High-quality evidence can become inapplicable when context changes.
GRADE 框架
Grading of Recommendations, Assessment, Development and Evaluations
GRADE 回答了问题: 我们对此估计的信心有多大?
⊕⊕⊕⊕ HIGH: Very confident. True effect is close to the estimate.
⊕⊕⊕◯ MODERATE: Moderately confident. True effect likely close, but may differ substantially.
⊕⊕◯◯ LOW: Limited confidence. True effect may differ substantially.
⊕◯◯◯ VERY LOW: Very little confidence. True effect likely substantially different.
GRADE: Factors That Downgrade Certainty
随机对照试验证据从高水平开始。可以将其降级为:
Risk of Bias
Flawed randomization, lack of blinding, incomplete follow-up, selective reporting
Inconsistency
Unexplained heterogeneity across studies (large I², non-overlapping CIs)
Indirectness
人口、干预、比较器或问题结果的差异
Imprecision
Wide confidence intervals, small sample size, few events
等级:第五个因素
Publication Bias
Asymmetric funnel plot, missing registered trials, sponsor influence
Each factor can downgrade by one or two levels
High → Moderate → Low → Very Low
Example: 具有高偏倚风险(↓1)和严重间接性(↓1)的随机对照试验(从高开始)的荟萃分析将是评级 LOW.
Interactive: Apply GRADE to Surfactant
让我们使用旧试验与新试验来评估预防性表面活性剂证据的确定性。
OLD TRIALS (Pre-CPAP)
Starting: HIGH (RCTs)
Risk of Bias: Low (−0)
Inconsistency: None (−0)
Indirectness: Serious (−1)
Different standard of care today
Final: ⊕⊕⊕◯ MODERATE
NEW TRIALS (CPAP Era)
Starting: HIGH (RCTs)
Risk of Bias: Low (−0)
Inconsistency: None (−0)
Indirectness: None (−0)
Matches current practice
Final: ⊕⊕⊕⊕ HIGH
GRADE: Factors That Upgrade Certainty
观察证据从低开始。它可以升级为:
Large Magnitude of Effect
RR >2 或 <0.5,没有合理的混杂
Dose-Response Gradient
Higher exposure = larger effect in a consistent pattern
Residual Confounding
All plausible confounders would reduce the effect (strengthens causal inference)
Communicating Certainty
GRADE requires transparent language about confidence:
HIGH: "Prophylactic surfactant reduces mortality..."

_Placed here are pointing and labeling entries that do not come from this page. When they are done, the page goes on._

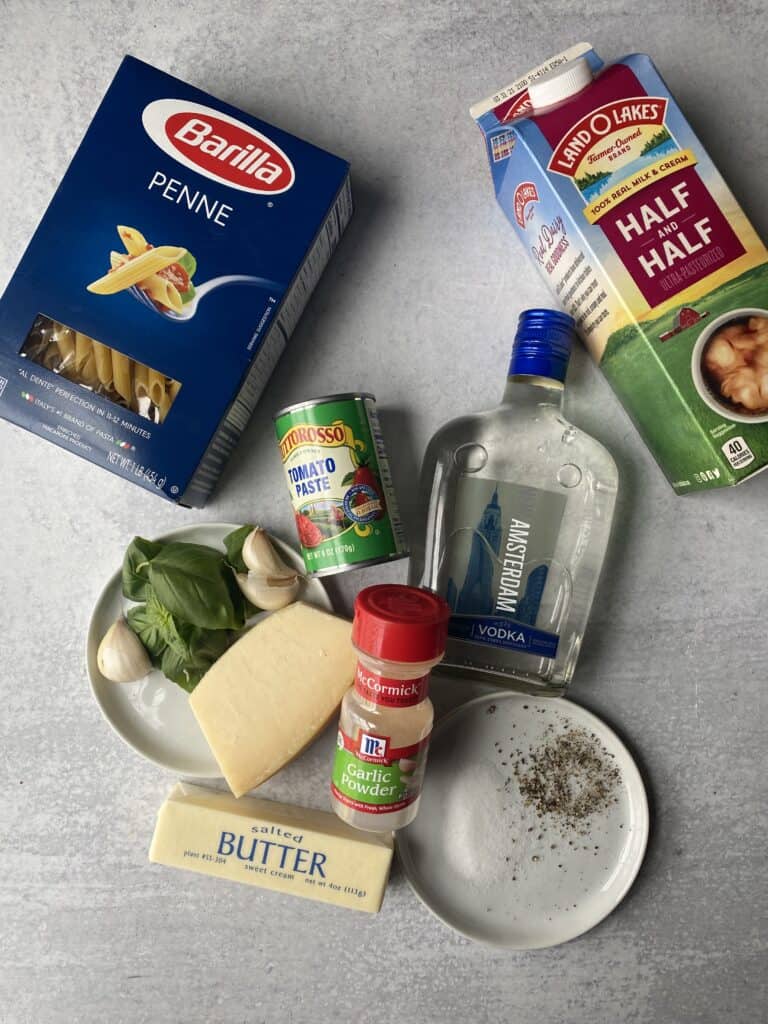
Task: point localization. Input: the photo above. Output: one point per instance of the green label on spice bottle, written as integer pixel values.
(371, 775)
(338, 473)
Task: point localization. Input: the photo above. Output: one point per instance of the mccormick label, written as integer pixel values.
(194, 235)
(499, 576)
(640, 240)
(373, 775)
(341, 487)
(390, 692)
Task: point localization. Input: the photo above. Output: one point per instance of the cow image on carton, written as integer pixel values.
(640, 240)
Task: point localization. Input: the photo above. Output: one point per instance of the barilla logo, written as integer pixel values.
(615, 116)
(524, 194)
(218, 146)
(336, 434)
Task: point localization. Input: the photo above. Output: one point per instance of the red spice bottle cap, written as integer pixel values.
(400, 624)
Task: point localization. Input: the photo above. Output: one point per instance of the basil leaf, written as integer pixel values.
(233, 543)
(147, 630)
(157, 629)
(204, 647)
(135, 573)
(197, 586)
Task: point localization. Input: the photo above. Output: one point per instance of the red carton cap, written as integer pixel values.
(400, 624)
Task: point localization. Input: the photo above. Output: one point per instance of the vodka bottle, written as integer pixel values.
(518, 511)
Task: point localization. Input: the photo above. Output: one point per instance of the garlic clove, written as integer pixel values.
(121, 656)
(269, 592)
(260, 556)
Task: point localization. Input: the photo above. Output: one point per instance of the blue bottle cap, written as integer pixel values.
(542, 346)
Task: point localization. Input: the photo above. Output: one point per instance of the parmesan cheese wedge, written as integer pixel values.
(273, 691)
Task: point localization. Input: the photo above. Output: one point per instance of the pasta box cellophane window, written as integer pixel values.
(195, 235)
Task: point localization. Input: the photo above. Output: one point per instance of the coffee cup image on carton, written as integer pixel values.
(729, 365)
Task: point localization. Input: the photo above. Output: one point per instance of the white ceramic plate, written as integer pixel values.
(496, 870)
(153, 715)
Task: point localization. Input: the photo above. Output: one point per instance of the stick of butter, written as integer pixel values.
(262, 843)
(273, 691)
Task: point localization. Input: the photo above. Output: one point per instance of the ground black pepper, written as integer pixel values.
(569, 777)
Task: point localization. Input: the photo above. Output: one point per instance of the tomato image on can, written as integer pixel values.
(338, 473)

MODERATE: "Prophylactic surfactant probably reduces mortality..."
LOW: "Prophylactic surfactant may reduce mortality..."
VERY LOW: "We are uncertain whether prophylactic surfactant reduces mortality..."
这种语言可确保临床医生了解证据的强度。
Can too much of a lifesaver become a killer?
REAL DATA
1940s-50s: High oxygen concentrations saved premature babies from respiratory failure. Then came an epidemic of blindness—retrolental fibroplasia (now called ROP). Doctors reduced oxygen dramatically. Blindness dropped. But then: increased deaths and brain damage 来自缺氧。所需的最佳氧气水平 decades of trials to find. Recent SUPPORT/BOOST II trials finally defined the therapeutic window: SpO2 91-95%.
Module 10 Quiz
1。为什么表面活性剂推荐在 2003 年至 2012 年间出现逆转?
2。以下哪一项不是成绩降级因素?
3.低确定性证据应使用什么语言?
数字是还不够。
您必须表达您的确定性。
Certainty must be earned, not assumed.
方法保护患者免受我们的信任。
模块 11:生活回顾
方法保护患者免受我们的信任。
COVID-19 Hydroxychloroquine: 2020
当紧急情况满足证据时。
模块 11:生活回顾
🎯 Learning Objectives
- 申请进行试验序贯分析以确定证据何时充足
- 设计并维护实时系统评价
- Establish update triggers and futility/harm boundaries
- Manage multiplicity and alpha-spending in sequential analyses
- Explain how rapid evidence synthesis evolved during COVID-19
March 2020: A World in Crisis
“病毒传播速度超出了我们的理解......”
COVID-19 导致数千人死亡。重症监护室人满为患。没有疫苗,没有治疗方法。然后一线希望: hydroxychloroquine (HCQ)—an old malaria drug—showed antiviral activity in lab studies.
急于采用
Gautret 研究几周内:
March 28: FDA issues Emergency Use Authorization for HCQ
April 4: India bans HCQ export (hoarding fears)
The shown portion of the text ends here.